4

As per title, I have a replicaSet with 1 primary, 1 secondary and 1 arbiter, I restored a big DB in the primary and it is a much faster instance than the secondary. Now the secondary is lagging a lot (hours) and it's in recovery status since hours. Can I do something? Can I know the recovery progress?

michelem
  • 14,430
  • 5
  • 50
  • 66
  • http://stackoverflow.com/questions/19675117/mongodb-how-to-check-secondary-is-synced-now-or-not/19862521#19862521 – zero323 Apr 25 '15 at 10:49
  • 1
    As a side note: Having replica set members which have a vast difference in their performance is a Very Bad Idea™. There will be a point of usage at which the replication to the slower member will start to fall behind and won't have the chance to catch up, assuming the usage stays the same. Always have data bearing replica set members which roughly have the same performance. The best is to have exact duplicates. – Markus W Mahlberg Apr 25 '15 at 11:05

1 Answers1

1

I'll answer your second question first. "Can I know the recovery progress?" Yes, you may connect to the replica set primary and execute the rs.status() command to see the status of each member in the RS. Refere to the stateStr field of the output which will denote the friendly name of the status code. This is indicative of the progress of the recovery.
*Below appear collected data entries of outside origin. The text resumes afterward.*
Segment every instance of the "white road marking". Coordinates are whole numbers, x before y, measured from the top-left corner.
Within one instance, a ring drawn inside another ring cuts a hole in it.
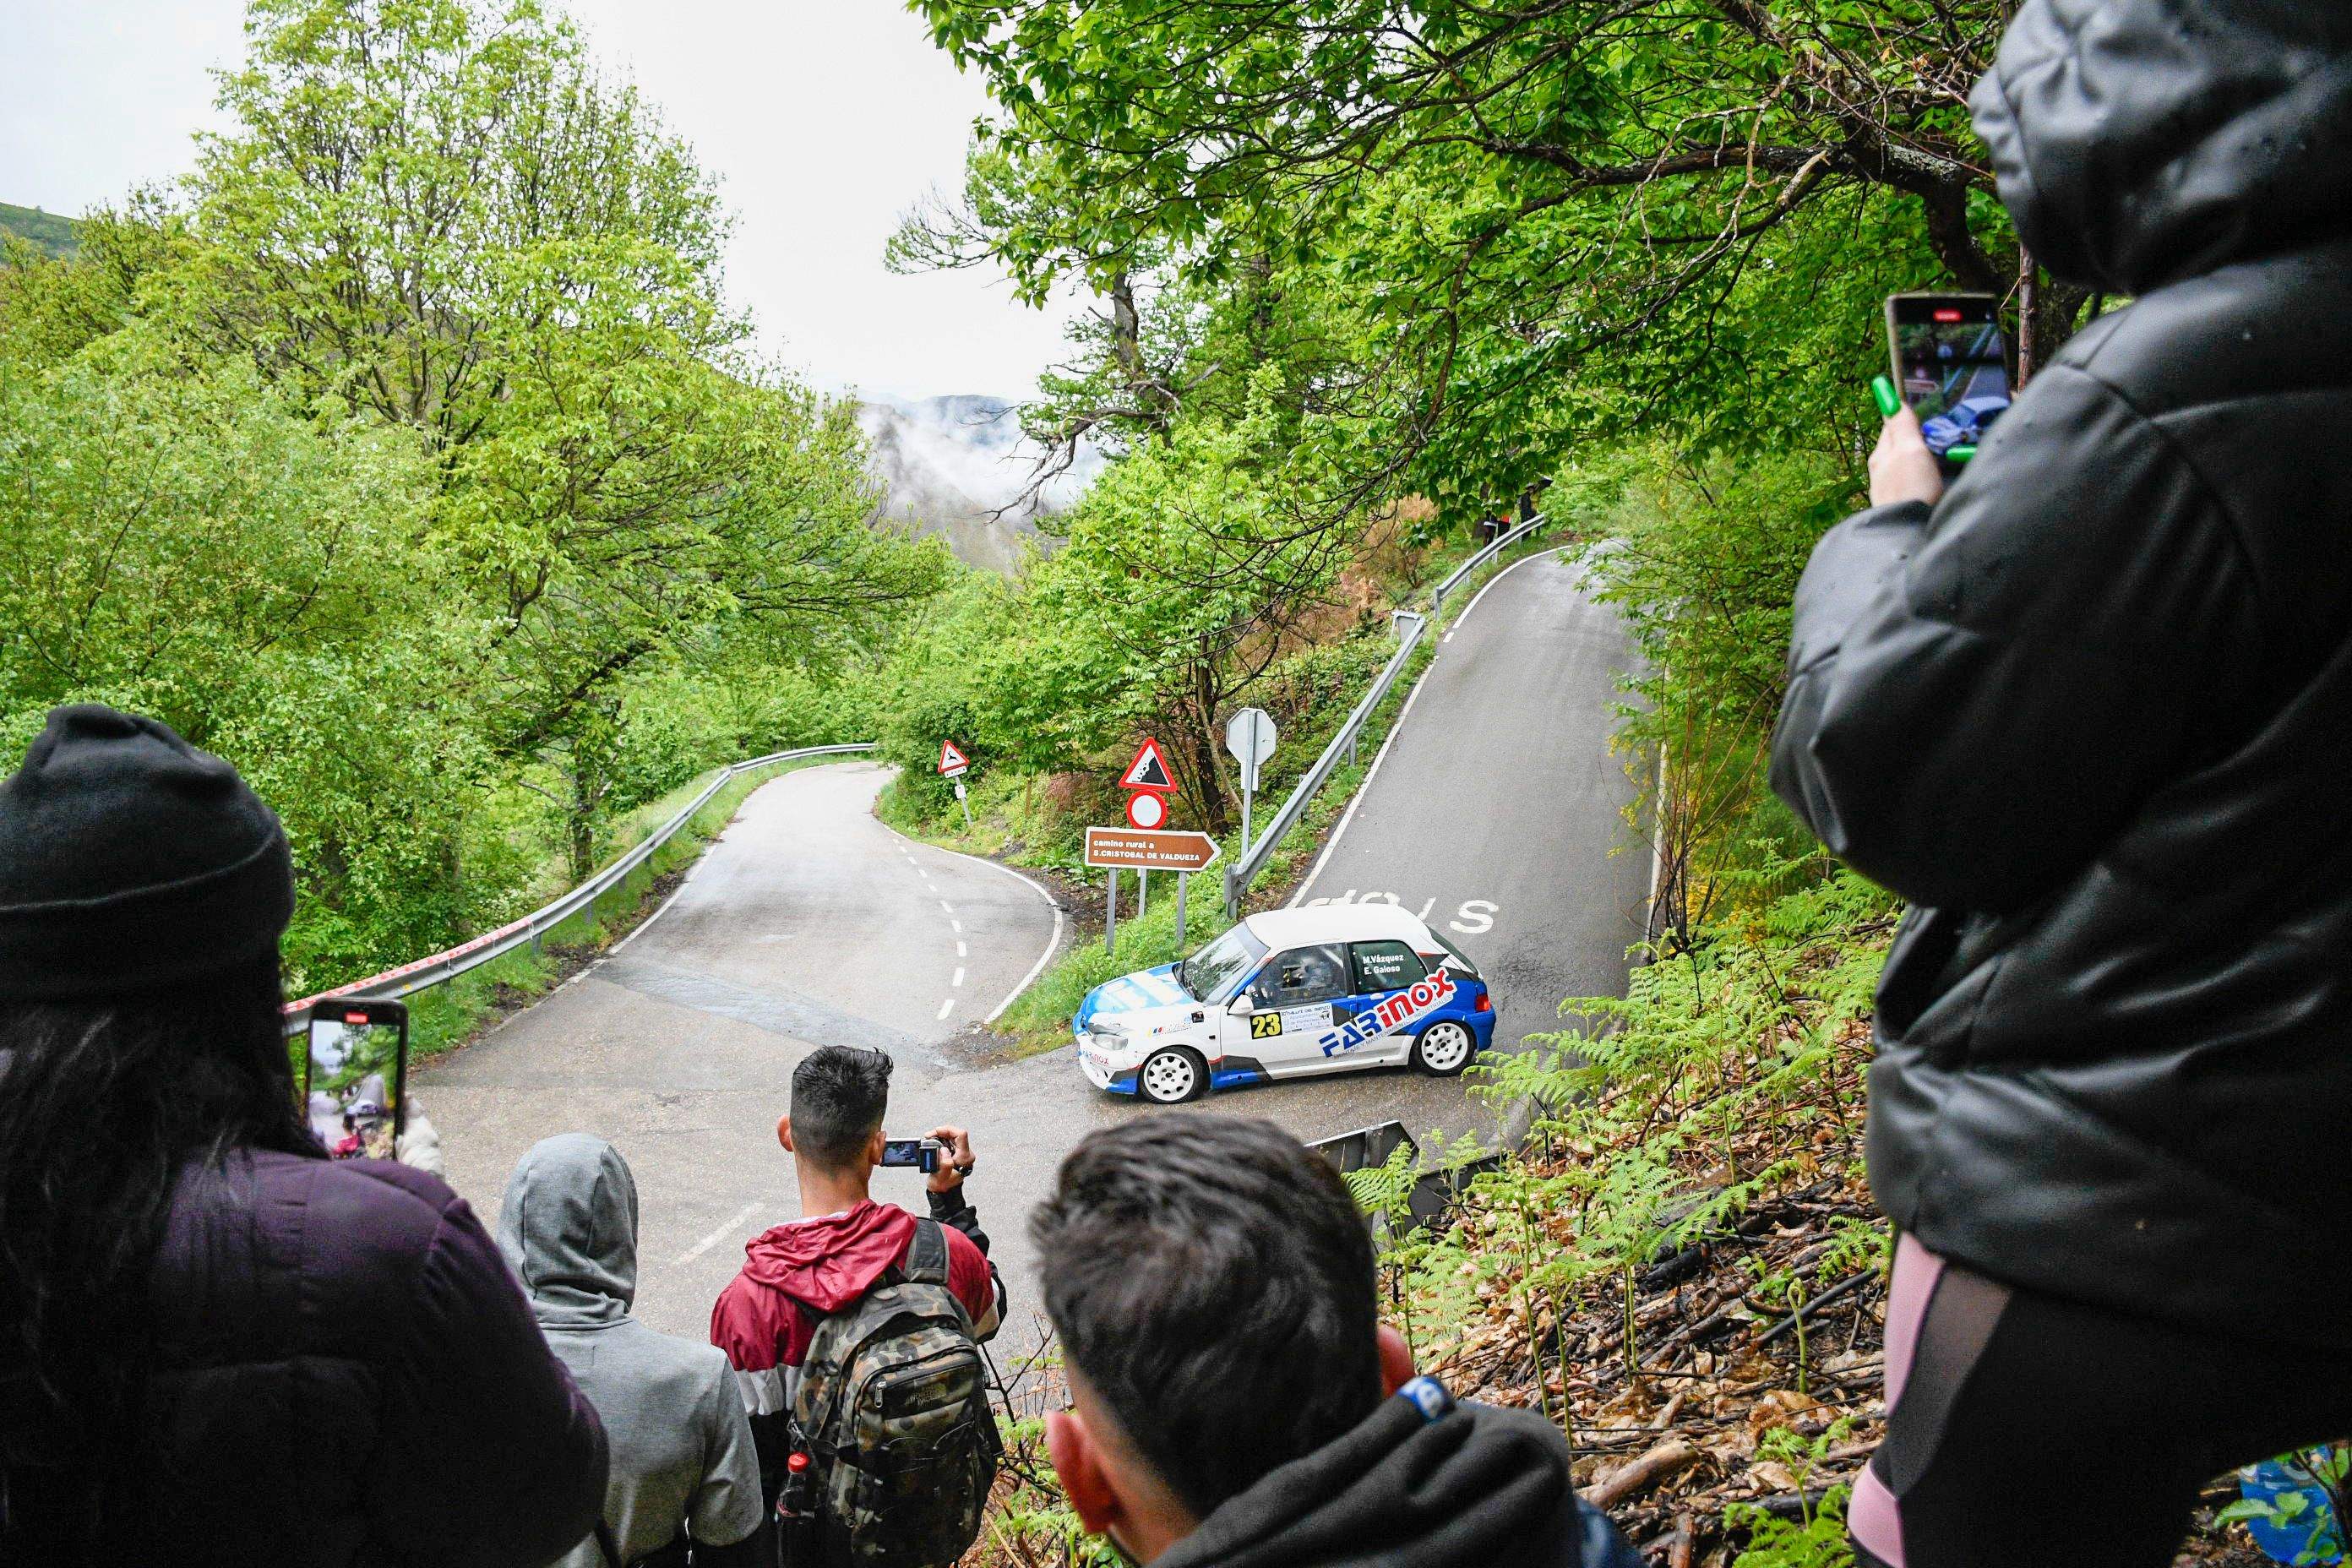
[[[643,930],[644,928],[641,926],[638,929]],[[696,1242],[692,1247],[688,1247],[684,1252],[679,1253],[677,1258],[671,1260],[670,1267],[672,1268],[685,1268],[688,1264],[693,1262],[696,1258],[701,1257],[704,1253],[709,1251],[712,1247],[718,1246],[720,1242],[726,1240],[729,1237],[733,1236],[737,1231],[740,1230],[743,1227],[743,1222],[750,1219],[753,1215],[758,1214],[763,1206],[765,1205],[761,1204],[745,1204],[741,1208],[735,1211],[734,1218],[729,1220],[725,1225],[720,1226],[717,1230],[712,1231],[709,1236],[704,1237],[700,1241]]]
[[[1470,618],[1470,612],[1478,607],[1478,601],[1485,598],[1494,588],[1496,584],[1501,582],[1504,578],[1509,576],[1520,567],[1525,566],[1530,561],[1546,561],[1550,559],[1552,553],[1553,552],[1549,550],[1540,551],[1536,554],[1527,556],[1522,560],[1514,561],[1508,566],[1504,567],[1500,572],[1496,573],[1492,577],[1487,578],[1486,586],[1479,589],[1477,594],[1471,599],[1469,605],[1463,610],[1461,615],[1454,617],[1453,626],[1447,630],[1445,636],[1441,638],[1440,641],[1451,642],[1453,640],[1454,633],[1462,629],[1463,623]],[[1323,874],[1323,868],[1330,864],[1332,852],[1339,847],[1339,840],[1348,836],[1348,825],[1356,820],[1356,808],[1364,804],[1364,797],[1366,795],[1372,793],[1372,780],[1380,776],[1381,764],[1389,760],[1389,748],[1396,744],[1396,738],[1399,735],[1404,733],[1404,721],[1412,717],[1412,705],[1421,700],[1422,688],[1429,684],[1429,671],[1435,669],[1436,668],[1437,661],[1433,658],[1431,659],[1429,661],[1429,668],[1421,672],[1421,679],[1412,683],[1412,690],[1405,697],[1404,707],[1402,710],[1397,714],[1396,722],[1389,726],[1388,738],[1381,742],[1379,753],[1372,758],[1372,765],[1365,770],[1364,782],[1356,786],[1356,797],[1348,803],[1348,809],[1339,814],[1339,826],[1331,830],[1330,838],[1327,840],[1323,846],[1323,853],[1315,858],[1315,868],[1307,873],[1307,880],[1298,884],[1298,891],[1290,895],[1290,907],[1292,909],[1295,910],[1298,908],[1300,900],[1307,897],[1307,890],[1315,885],[1315,879],[1321,876]]]
[[[946,911],[948,919],[955,919],[955,906],[953,904],[948,902],[945,899],[941,899],[940,900],[940,908]]]
[[[957,943],[956,945],[958,945],[959,947],[961,947],[961,945],[963,945],[963,944],[962,944],[962,943],[961,943],[961,942],[959,942],[959,943]],[[954,978],[953,980],[949,981],[949,982],[948,982],[948,984],[950,984],[950,985],[956,986],[956,987],[957,987],[957,988],[959,988],[959,989],[961,989],[961,988],[962,987],[962,985],[963,985],[963,965],[962,965],[962,964],[959,963],[959,964],[957,964],[957,965],[956,965],[956,973],[955,973],[955,978]]]
[[[955,998],[954,998],[954,997],[952,997],[952,996],[949,997],[946,1001],[944,1001],[944,1002],[942,1002],[942,1003],[940,1003],[940,1017],[942,1017],[942,1018],[946,1017],[950,1013],[953,1012],[954,1010],[955,1010]]]
[[[895,833],[898,830],[893,828],[891,831]],[[933,847],[937,847],[937,846],[934,846]],[[1039,974],[1045,972],[1045,965],[1053,962],[1054,955],[1062,951],[1062,906],[1055,903],[1054,901],[1054,895],[1040,887],[1034,879],[1023,876],[1020,872],[1014,870],[1010,866],[999,865],[997,862],[988,859],[982,856],[967,855],[961,849],[946,849],[941,850],[940,853],[952,855],[959,860],[972,861],[974,864],[985,866],[992,871],[1003,872],[1004,875],[1012,878],[1014,881],[1020,883],[1023,887],[1036,894],[1038,898],[1045,901],[1045,907],[1054,911],[1054,934],[1045,939],[1045,951],[1037,955],[1037,962],[1029,966],[1029,973],[1021,977],[1021,984],[1015,985],[1011,991],[1007,992],[1005,994],[1004,1000],[996,1005],[996,1011],[991,1013],[987,1017],[981,1020],[983,1024],[993,1024],[998,1018],[1003,1016],[1004,1010],[1007,1007],[1013,1005],[1013,999],[1015,997],[1019,996],[1024,991],[1029,989],[1030,982],[1035,980]],[[940,907],[943,909],[946,908],[944,904]],[[963,934],[963,922],[954,918],[954,910],[950,910],[948,913],[949,927],[953,930],[958,936],[961,936]]]
[[[965,947],[963,943],[958,942],[956,943],[956,956],[958,958],[970,958],[971,956],[971,950]]]
[[[697,865],[699,865],[699,864],[701,864],[701,862],[697,861],[697,862],[696,862],[696,864],[697,864]],[[689,877],[688,877],[688,878],[687,878],[687,882],[690,882],[690,881],[692,881],[692,880],[694,880],[694,879],[693,879],[691,876],[689,876]],[[651,926],[651,925],[654,923],[654,921],[657,921],[657,920],[661,919],[661,918],[662,918],[662,916],[664,916],[664,915],[666,915],[666,914],[669,913],[669,907],[670,907],[672,904],[674,904],[674,903],[677,902],[677,900],[678,900],[678,893],[683,893],[683,892],[685,892],[685,891],[686,891],[686,882],[680,882],[680,883],[677,885],[677,893],[672,893],[668,898],[664,899],[664,900],[662,900],[661,908],[659,908],[659,909],[656,910],[653,913],[651,913],[651,914],[647,915],[647,916],[646,916],[643,921],[639,921],[639,922],[638,922],[638,924],[637,924],[637,929],[636,929],[636,930],[635,930],[635,931],[631,931],[628,935],[626,935],[626,936],[623,937],[620,941],[618,941],[618,942],[614,942],[614,943],[613,944],[613,947],[612,947],[612,952],[620,952],[623,948],[625,948],[625,947],[628,946],[628,945],[629,945],[629,943],[631,943],[631,942],[633,942],[636,941],[636,940],[637,940],[637,938],[639,938],[639,937],[641,937],[641,936],[645,935],[645,934],[646,934],[646,928],[648,928],[649,926]],[[612,956],[612,953],[608,952],[605,956],[609,958],[610,956]]]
In your title however you asked if you can know when it will end. That's a lot harder. There is no way to know "exactly" when a secondary will finish syncing with another member.

Regarding "Can I do something?"; yes but nothing will give you an exact answer to your desire to know when the replication will end. Refer to the rs.status() output and specifically check the optime field and compare it for the secondary member and the member to which it is synchronizing which in your case is the primary. This will only provide "some" insight into how far apart the two servers are apart. However, this alone is not very exact and other factors can affect the actual time it will take to catch up. It will not tell you it will be done at a particular time.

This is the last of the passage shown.